Since the inception of Wikipedia, more and more research has been devoted to this free encyclopedia. Scientific work in the field of assessing the quality of information is especially important.

Despite the fact that Wikipedia is often criticized for its poor quality, it still is one of the most popular knowledge bases in the world. Currently Wikipedia contains more than 56 million articles about various topics. At the same time, each language version is edited separately, so the quality of information may vary depending on the language.

According to Ethnologue, people in the world speak more than 7 thousand languages, of which almost 3 thousand are endangered. In comparison, Wikipedia articles are available in 319 languages.
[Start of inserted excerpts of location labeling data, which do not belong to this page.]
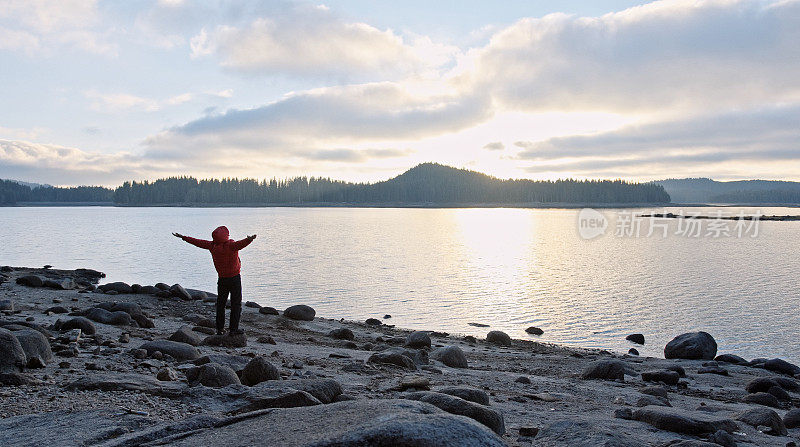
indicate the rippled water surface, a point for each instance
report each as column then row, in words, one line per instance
column 444, row 268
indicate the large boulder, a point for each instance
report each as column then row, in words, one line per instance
column 605, row 370
column 763, row 416
column 300, row 312
column 487, row 416
column 692, row 345
column 12, row 356
column 782, row 366
column 213, row 375
column 498, row 338
column 82, row 323
column 178, row 291
column 683, row 421
column 35, row 345
column 366, row 422
column 186, row 335
column 259, row 370
column 418, row 339
column 451, row 356
column 178, row 350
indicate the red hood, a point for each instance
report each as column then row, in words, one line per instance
column 221, row 234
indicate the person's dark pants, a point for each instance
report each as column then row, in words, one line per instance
column 232, row 286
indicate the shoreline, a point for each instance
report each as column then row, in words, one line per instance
column 535, row 389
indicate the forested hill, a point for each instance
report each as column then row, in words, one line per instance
column 428, row 183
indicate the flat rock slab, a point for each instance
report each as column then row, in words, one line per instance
column 358, row 423
column 128, row 382
column 683, row 421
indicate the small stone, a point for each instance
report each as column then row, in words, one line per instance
column 533, row 330
column 499, row 338
column 636, row 338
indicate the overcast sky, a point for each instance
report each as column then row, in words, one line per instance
column 98, row 92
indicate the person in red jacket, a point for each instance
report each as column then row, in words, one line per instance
column 225, row 253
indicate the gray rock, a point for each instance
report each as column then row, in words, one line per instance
column 604, row 369
column 636, row 338
column 342, row 334
column 365, row 422
column 683, row 421
column 300, row 312
column 418, row 339
column 266, row 310
column 186, row 335
column 499, row 338
column 487, row 416
column 762, row 399
column 167, row 375
column 12, row 356
column 763, row 416
column 226, row 341
column 781, row 366
column 692, row 346
column 451, row 356
column 730, row 358
column 467, row 393
column 259, row 370
column 178, row 350
column 580, row 433
column 30, row 281
column 35, row 345
column 661, row 375
column 82, row 323
column 213, row 375
column 792, row 418
column 178, row 291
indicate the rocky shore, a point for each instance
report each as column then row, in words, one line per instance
column 128, row 365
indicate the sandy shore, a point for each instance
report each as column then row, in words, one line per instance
column 538, row 390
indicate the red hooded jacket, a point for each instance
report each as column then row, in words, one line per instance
column 224, row 251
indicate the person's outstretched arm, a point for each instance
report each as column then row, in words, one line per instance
column 238, row 245
column 196, row 242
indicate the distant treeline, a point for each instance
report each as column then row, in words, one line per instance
column 427, row 183
column 764, row 196
column 12, row 192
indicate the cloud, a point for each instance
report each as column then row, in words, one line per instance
column 761, row 135
column 35, row 26
column 324, row 118
column 312, row 41
column 662, row 57
column 65, row 165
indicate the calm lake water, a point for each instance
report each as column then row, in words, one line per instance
column 440, row 269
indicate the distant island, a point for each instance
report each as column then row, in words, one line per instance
column 426, row 184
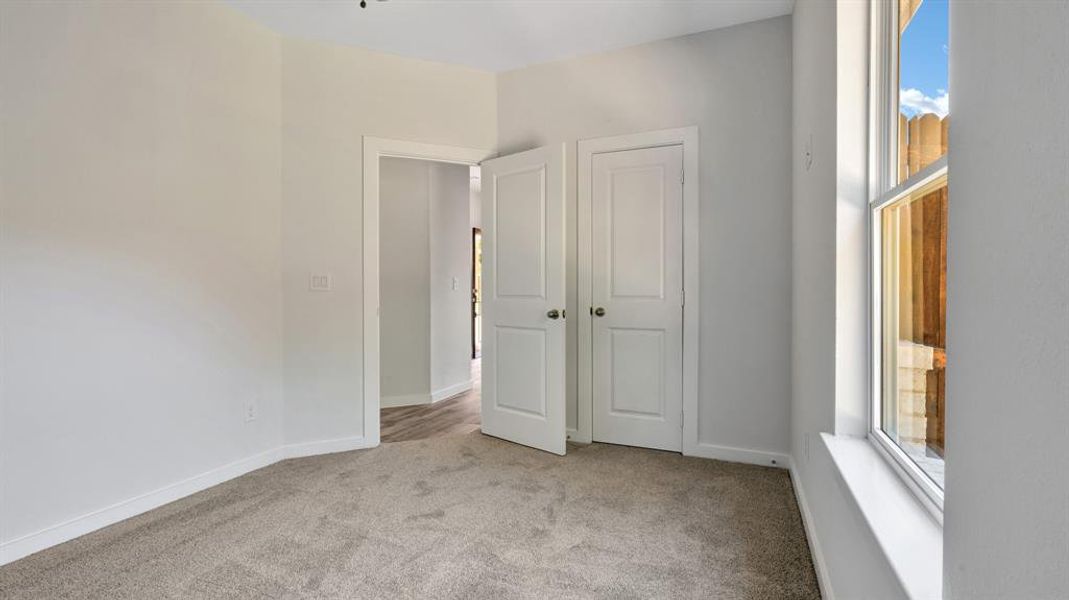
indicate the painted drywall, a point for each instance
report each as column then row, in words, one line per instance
column 404, row 222
column 1007, row 490
column 829, row 289
column 331, row 96
column 731, row 83
column 450, row 278
column 140, row 255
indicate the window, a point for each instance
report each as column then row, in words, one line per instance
column 909, row 225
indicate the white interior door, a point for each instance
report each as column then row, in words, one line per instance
column 637, row 296
column 523, row 277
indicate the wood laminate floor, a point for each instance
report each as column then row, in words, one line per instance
column 458, row 415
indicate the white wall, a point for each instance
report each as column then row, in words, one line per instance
column 732, row 83
column 829, row 288
column 404, row 222
column 330, row 97
column 1007, row 476
column 140, row 256
column 450, row 260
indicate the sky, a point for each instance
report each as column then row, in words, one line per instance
column 924, row 52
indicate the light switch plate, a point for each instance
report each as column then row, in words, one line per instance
column 321, row 282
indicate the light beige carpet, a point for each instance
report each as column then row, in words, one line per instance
column 461, row 517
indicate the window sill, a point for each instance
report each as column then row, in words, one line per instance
column 907, row 534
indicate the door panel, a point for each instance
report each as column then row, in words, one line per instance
column 637, row 280
column 523, row 261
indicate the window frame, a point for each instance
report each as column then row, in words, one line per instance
column 884, row 190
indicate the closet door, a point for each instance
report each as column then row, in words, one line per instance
column 523, row 278
column 637, row 296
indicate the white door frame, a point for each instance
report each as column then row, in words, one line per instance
column 687, row 137
column 373, row 150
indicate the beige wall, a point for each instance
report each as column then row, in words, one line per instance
column 331, row 96
column 731, row 83
column 140, row 254
column 404, row 293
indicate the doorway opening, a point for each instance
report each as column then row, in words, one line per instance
column 429, row 309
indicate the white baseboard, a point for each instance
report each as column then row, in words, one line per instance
column 577, row 436
column 404, row 400
column 449, row 391
column 13, row 550
column 823, row 580
column 730, row 454
column 325, row 447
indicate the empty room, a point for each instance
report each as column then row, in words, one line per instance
column 535, row 298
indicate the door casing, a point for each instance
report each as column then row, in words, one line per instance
column 687, row 137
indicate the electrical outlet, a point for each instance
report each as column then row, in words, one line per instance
column 808, row 152
column 321, row 282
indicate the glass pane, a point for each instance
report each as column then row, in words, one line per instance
column 914, row 325
column 923, row 96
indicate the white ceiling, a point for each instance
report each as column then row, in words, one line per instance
column 501, row 34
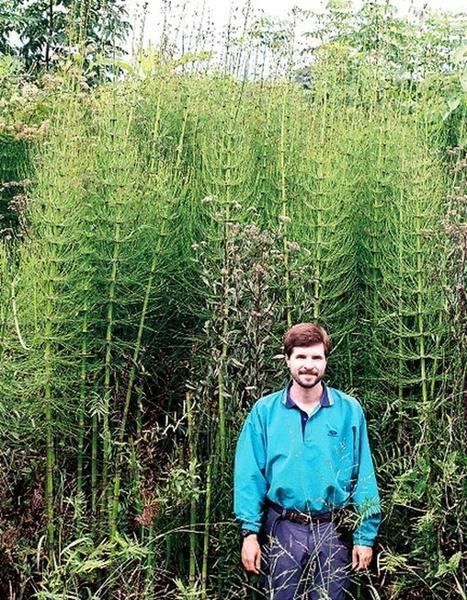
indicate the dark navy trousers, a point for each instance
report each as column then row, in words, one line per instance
column 304, row 561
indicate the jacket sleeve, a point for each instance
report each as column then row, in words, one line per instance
column 365, row 494
column 250, row 485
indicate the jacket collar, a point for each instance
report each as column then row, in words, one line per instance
column 325, row 400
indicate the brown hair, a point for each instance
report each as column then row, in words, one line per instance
column 306, row 334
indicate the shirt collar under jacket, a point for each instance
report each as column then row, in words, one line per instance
column 326, row 399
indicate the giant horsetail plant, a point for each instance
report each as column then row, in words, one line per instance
column 178, row 220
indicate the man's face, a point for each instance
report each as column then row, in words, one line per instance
column 307, row 364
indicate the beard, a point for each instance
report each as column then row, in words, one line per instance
column 308, row 386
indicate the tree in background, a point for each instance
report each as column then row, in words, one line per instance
column 44, row 32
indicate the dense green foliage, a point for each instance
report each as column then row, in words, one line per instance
column 172, row 226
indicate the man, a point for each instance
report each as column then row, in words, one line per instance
column 302, row 457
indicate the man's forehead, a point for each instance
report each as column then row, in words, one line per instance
column 314, row 349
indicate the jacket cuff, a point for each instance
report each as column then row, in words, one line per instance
column 251, row 526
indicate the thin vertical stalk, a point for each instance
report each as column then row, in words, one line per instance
column 284, row 213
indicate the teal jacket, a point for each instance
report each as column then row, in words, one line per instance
column 312, row 465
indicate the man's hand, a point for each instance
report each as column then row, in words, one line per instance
column 251, row 554
column 361, row 557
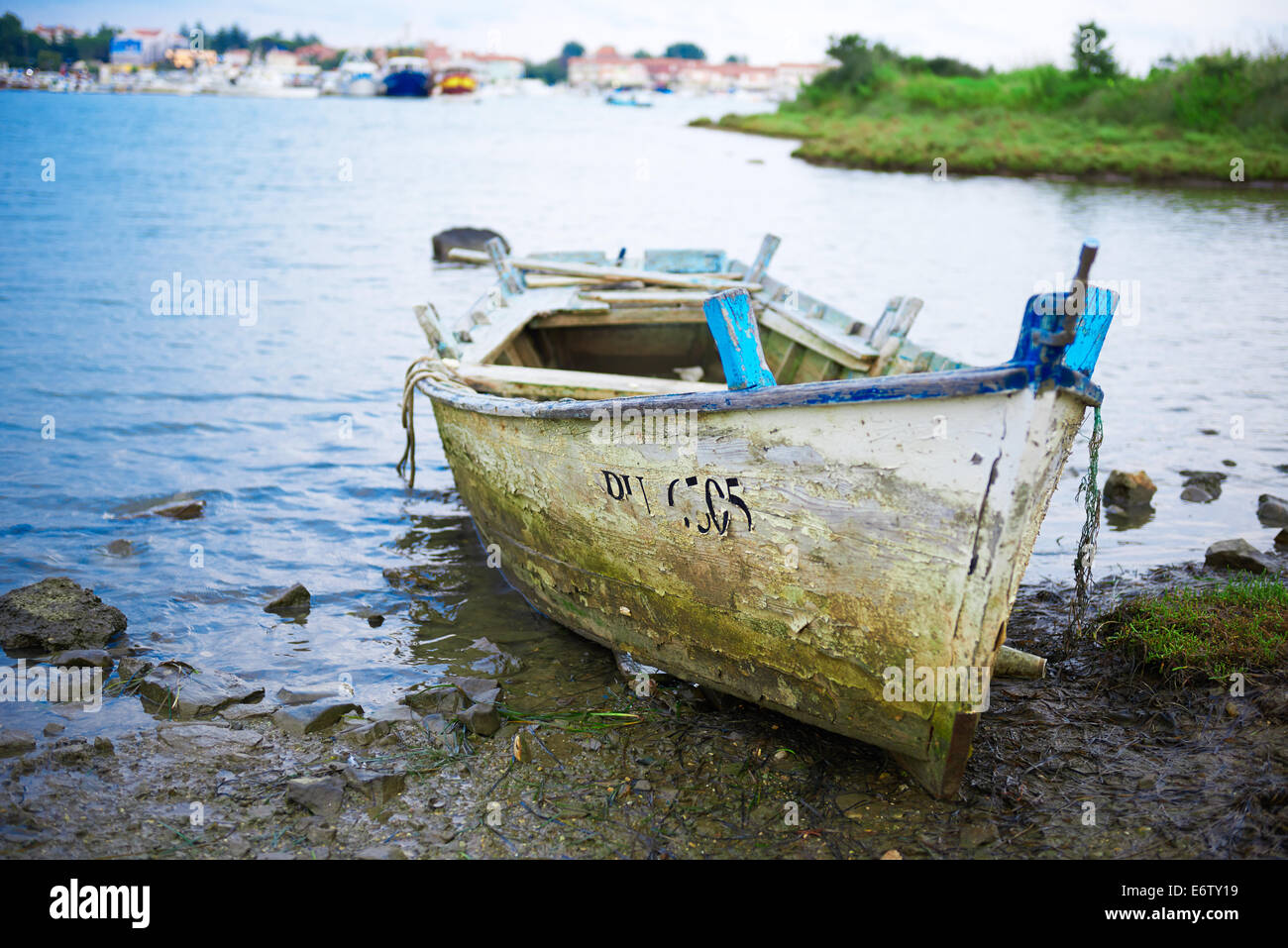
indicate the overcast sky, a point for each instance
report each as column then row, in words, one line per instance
column 1000, row 33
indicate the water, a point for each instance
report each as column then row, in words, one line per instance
column 288, row 428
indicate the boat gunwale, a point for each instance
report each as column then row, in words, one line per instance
column 957, row 382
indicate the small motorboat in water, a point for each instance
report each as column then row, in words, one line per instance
column 407, row 76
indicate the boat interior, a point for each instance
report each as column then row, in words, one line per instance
column 565, row 330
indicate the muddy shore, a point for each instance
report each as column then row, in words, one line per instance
column 1102, row 759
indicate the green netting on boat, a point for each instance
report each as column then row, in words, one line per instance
column 1090, row 493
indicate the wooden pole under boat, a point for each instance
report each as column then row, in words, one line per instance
column 617, row 274
column 1012, row 662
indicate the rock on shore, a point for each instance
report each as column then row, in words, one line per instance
column 178, row 689
column 1237, row 554
column 55, row 614
column 294, row 601
column 1128, row 489
column 1202, row 485
column 1273, row 511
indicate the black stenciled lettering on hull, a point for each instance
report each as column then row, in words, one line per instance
column 618, row 487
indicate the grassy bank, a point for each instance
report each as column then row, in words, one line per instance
column 1183, row 121
column 1237, row 626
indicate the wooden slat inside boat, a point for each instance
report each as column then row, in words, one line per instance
column 751, row 489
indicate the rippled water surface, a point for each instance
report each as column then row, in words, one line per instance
column 288, row 428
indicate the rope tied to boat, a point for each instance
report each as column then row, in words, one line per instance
column 1090, row 493
column 424, row 369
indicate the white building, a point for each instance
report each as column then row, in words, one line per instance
column 143, row 47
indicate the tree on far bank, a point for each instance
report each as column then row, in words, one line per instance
column 1091, row 55
column 684, row 51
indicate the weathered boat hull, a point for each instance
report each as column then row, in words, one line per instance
column 786, row 545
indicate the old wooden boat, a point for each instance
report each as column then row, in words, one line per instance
column 687, row 460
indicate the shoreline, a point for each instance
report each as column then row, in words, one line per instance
column 824, row 156
column 687, row 775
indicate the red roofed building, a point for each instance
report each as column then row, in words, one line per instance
column 606, row 68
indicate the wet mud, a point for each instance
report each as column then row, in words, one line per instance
column 1102, row 759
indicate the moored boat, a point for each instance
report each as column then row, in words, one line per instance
column 690, row 462
column 407, row 76
column 458, row 81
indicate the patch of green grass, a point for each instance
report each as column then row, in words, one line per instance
column 997, row 142
column 1236, row 626
column 1183, row 124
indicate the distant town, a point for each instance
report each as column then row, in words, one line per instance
column 60, row 58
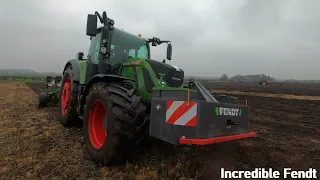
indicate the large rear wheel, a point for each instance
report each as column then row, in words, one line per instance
column 114, row 130
column 68, row 99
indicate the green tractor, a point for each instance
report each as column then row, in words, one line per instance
column 123, row 97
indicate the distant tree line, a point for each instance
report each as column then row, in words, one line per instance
column 252, row 78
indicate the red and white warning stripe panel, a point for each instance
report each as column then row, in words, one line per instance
column 179, row 113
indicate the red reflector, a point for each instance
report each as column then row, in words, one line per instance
column 216, row 140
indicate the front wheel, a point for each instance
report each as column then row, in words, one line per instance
column 68, row 99
column 113, row 129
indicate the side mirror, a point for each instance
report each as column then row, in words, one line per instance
column 169, row 51
column 91, row 25
column 80, row 56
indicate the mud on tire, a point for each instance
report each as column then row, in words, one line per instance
column 68, row 99
column 126, row 124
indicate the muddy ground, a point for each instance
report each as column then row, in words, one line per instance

Every day the number of articles in Wikipedia is growing. They can be created and edited even by anonymous users. Authors do not need to formally demonstrate their skills, education and experience in certain areas. Wikipedia does not have a central editorial team or a group of reviewers who could comprehensively check all new and existing texts. For these and other reasons, people often criticize the concept of Wikipedia, in particular pointing out the poor quality of information.

Wikipedia can be edited in each language independently, which leads to problems such as:

the same object (city, person, event, etc.) can be described in different ways,
the user usually needs to understand these languages in order to check/compare information.

Additionally, the assessment of the quality of information itself is subjective and depends on the Wikipedia language:

each language edition defines its own rules and standards,
standards can change over time.

So, on Wikipedia you can sometimes find valuable information — depending on the language version and subject. Practically in every language version there is a system of awards for the best articles. However, the number of these articles is relatively small (less than one percent). In some language versions, there are also other quality grades. However, the overwhelming majority of articles have are unevaluated (in some languages more than 99%).

However, each language edition of Wikipedia may define its own quality rating system for articles. Often, each language version has a special mark for articles that are considered the best — “Featured Articles”. There is also a mark for quality, decent articles that do not meet the criteria for Featured Articles — they are called “Good Articles”.

Some language versions of Wikipedia also have other quality ratings that may reflect the “maturity” of an article. In the English Wikipedia, in addition to the highest marks “FA” and “GA”, there are also “A-class”, “B-class”, “C-class”, “Start” and “Stub”. In Russian Wikipedia, in addition to the two highest marks, there is also a “Solid article”, “I level”, “II level”, “III level” and “IV level”. The Polish Wikipedia has three additional classes: “Four”, “Start” and “Stub”.

Despite the same names, the equivalent classes between language versions may differ in how standards are evaluated. For example, in some language versions there is a limit on the length of the article for high marks. Therefore, each language version can have its own quality model, even if these languages have the same number of grades.

Automatic quality assessment of Wikipedia articles

So, in Wikipedia, many articles do not have quality grades, so each reader should manually analyze their content. The topic of automatic quality assessment of Wikipedia articles in the scientific world is known. Basically, the scientific works describes the most developed language version of Wikipedia — English, which already contains more than 6 million articles.

Since it foundation and with the growing popularity of Wikipedia, more and more scientific publications on this subject have published. One of the first studies showed that measuring the volume of content can help determine the degree of “maturity” of the Wikipedia article. Works in this direction shows that, in general, higher-quality articles are long, use many references, are edited by hundreds of authors and have thousands of editions.

The task of automatic quality assessment is can be solved by machine learning algorithms, especially by using classification models based on the comparison of Wikipedia articles with different quality grades that were evaluated by Wikipedia users. In such models it is possible to use over 200 quality measures related to completeness, credibility, objectivity, reliability, readability, relevance, style and timeliness. Some of them are language dependent and can be obtained by using NLP techniques. Additionally such models can use SEO related metrics: visibility index, PageRank, CheiRank, 2D rank, social signals and others.

More information you can find in scientific publications. Some of the results are implemented in different tools.